Experimental aerosol challenges in animals suggest that the incidence of CNS
disease and associated morbidity and mortality would be high after a BW attack,
as the VEE virus would infect the olfactory nerve and spread directly to the
CNS. A VEE infection during pregnancy may cause encephalitis in the fetus,
placental damage, abortion, or severe congenital neuroanatomical anomalies.
The white
blood cell count shows a striking leukopenia and lymphopenia. In cases with
encephalitis, the cerebrospinal fluid may be under increased pressure and
contain up to 1,000 white cells/mm3 (predominantly mononuclear cells)
and a mildly elevated protein concentration. Viremia during the acute phase of
the illness (but not during encephalitis) is generally high enough to allow
detection by antigen-capture enzyme immunoassay. Virus isolation may be made
from serum, and in some cases throat swab specimens, by inoculation of cell
cultures or suckling mice. A variety of serological tests are applicable,
including the IgM ELISA indirect FA, hemagglutination inhibition,
complement-fixation, and neutralization. For persons without prior exposure to
VEE complex viruses, a presumptive diagnosis may be made by finding IgM antibody
in a single serum sample taken 5 to 7 days after onset of illness.
MEDICAL MANAGEMENT
Standard
Precautions are recommended for healthcare workers. Person-to-person
transmission may theoretically occur by means of respiratory droplet
infection. There is no specific therapy. Patients with uncomplicated VEE
infection may be treated with analgesics to relieve headache and myalgia.

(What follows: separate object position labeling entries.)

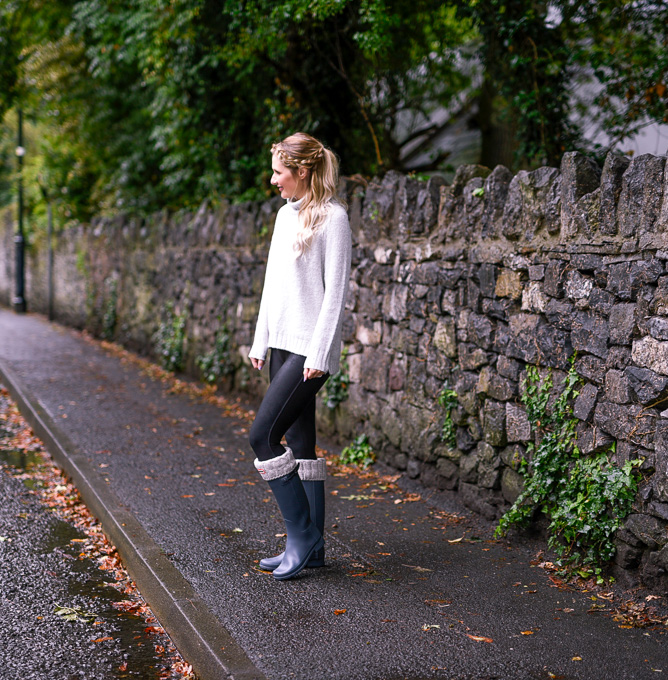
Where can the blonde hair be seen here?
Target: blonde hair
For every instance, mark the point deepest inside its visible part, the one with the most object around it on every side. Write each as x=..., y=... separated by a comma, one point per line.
x=303, y=151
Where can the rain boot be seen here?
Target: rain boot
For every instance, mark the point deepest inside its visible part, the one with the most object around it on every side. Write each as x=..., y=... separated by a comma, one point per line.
x=312, y=473
x=303, y=536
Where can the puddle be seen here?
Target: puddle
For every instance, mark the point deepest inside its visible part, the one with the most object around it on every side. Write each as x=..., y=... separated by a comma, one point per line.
x=86, y=580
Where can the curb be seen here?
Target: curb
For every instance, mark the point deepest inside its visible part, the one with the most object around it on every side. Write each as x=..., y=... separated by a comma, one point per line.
x=195, y=631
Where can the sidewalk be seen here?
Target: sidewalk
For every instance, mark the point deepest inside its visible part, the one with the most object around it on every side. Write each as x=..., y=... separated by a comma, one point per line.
x=172, y=480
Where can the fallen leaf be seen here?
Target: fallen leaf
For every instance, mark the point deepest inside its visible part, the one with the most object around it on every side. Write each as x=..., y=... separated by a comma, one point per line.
x=411, y=566
x=479, y=638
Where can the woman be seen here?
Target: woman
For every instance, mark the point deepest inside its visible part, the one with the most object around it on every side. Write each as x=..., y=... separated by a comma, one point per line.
x=300, y=319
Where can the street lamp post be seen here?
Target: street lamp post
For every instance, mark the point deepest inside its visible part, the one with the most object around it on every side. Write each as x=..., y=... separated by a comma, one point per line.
x=19, y=241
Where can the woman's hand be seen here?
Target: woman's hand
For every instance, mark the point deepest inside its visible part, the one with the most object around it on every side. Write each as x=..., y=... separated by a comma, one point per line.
x=312, y=373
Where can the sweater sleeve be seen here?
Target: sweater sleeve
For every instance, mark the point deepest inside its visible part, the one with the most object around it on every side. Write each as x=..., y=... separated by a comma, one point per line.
x=337, y=256
x=261, y=338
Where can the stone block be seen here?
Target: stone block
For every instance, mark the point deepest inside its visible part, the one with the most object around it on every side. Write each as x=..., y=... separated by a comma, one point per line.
x=658, y=327
x=465, y=440
x=509, y=284
x=445, y=337
x=626, y=556
x=650, y=530
x=512, y=485
x=583, y=408
x=534, y=341
x=394, y=303
x=655, y=571
x=374, y=370
x=487, y=274
x=555, y=276
x=508, y=368
x=518, y=427
x=650, y=353
x=592, y=439
x=640, y=199
x=494, y=386
x=579, y=176
x=611, y=187
x=559, y=314
x=577, y=286
x=400, y=461
x=646, y=386
x=622, y=323
x=369, y=332
x=479, y=331
x=496, y=192
x=494, y=423
x=622, y=421
x=468, y=467
x=617, y=387
x=478, y=500
x=590, y=333
x=536, y=272
x=625, y=279
x=512, y=222
x=513, y=455
x=601, y=301
x=413, y=468
x=449, y=471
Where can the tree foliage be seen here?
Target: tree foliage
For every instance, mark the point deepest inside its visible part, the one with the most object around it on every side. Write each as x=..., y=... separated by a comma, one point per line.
x=137, y=105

Patients who develop encephalitis may require anticonvulsants and intensive
supportive care to maintain fluid and electrolyte balance, ensure adequate
ventilation, and avoid complicating secondary bacterial infections. Patients
should be treated in a screened room or in quarters treated with a residual
insecticide for at least 5 days after onset, or until afebrile, as human cases
may be infectious for mosquitoes for at least 72 hours. The virus can be
destroyed by heat and disinfectants.
PROPHYLAXIS
Vaccine:
An investigational vaccine, designated TC-83, is a live, attenuated
cell-culture-propagated vaccine which has been used in several thousand persons
to prevent laboratory infections. The vaccine is given as a single 0.5 ml
subcutaneous dose. Febrile reactions occur in up to 18 percent of persons
vaccinated, and may be moderate to severe in 5 percent, with fever, myalgias,
headache, and prostration. Approximately 18 percent of vaccinees fail to develop
detectable neutralizing antibodies, but it is unknown whether they are
susceptible to clinical infection if challenged. Contraindications for use
include an intercurrent viral infection or pregnancy. TC-83 is a licensed
vaccine for Equidae.
A second
investigational product that has been tested in humans is the C-84 vaccine,
prepared by formalin-inactivation of the TC-83 strain. The vaccine is not used
for primary immunization, but is currently used to boost nonresponders to TC-83
(0.5 ml subcutaneously at 2-4 week intervals for up to 3 inoculations or until
an antibody response is measured), and probably affords complete protection
against aerosol infection from homologous strains in these individuals. As with
all vaccines, the degree of protection depends upon the magnitude of the
challenge dose; vaccine-induced protection could be overwhelmed by extremely
high doses.
Antiviral
Drugs: In experimental animals, alpha-interferon and the interferon-inducer
poly-ICLC have proven highly effective for post-exposure prophylaxis of VEE.
There are no clinical data on which to assess efficacy in humans.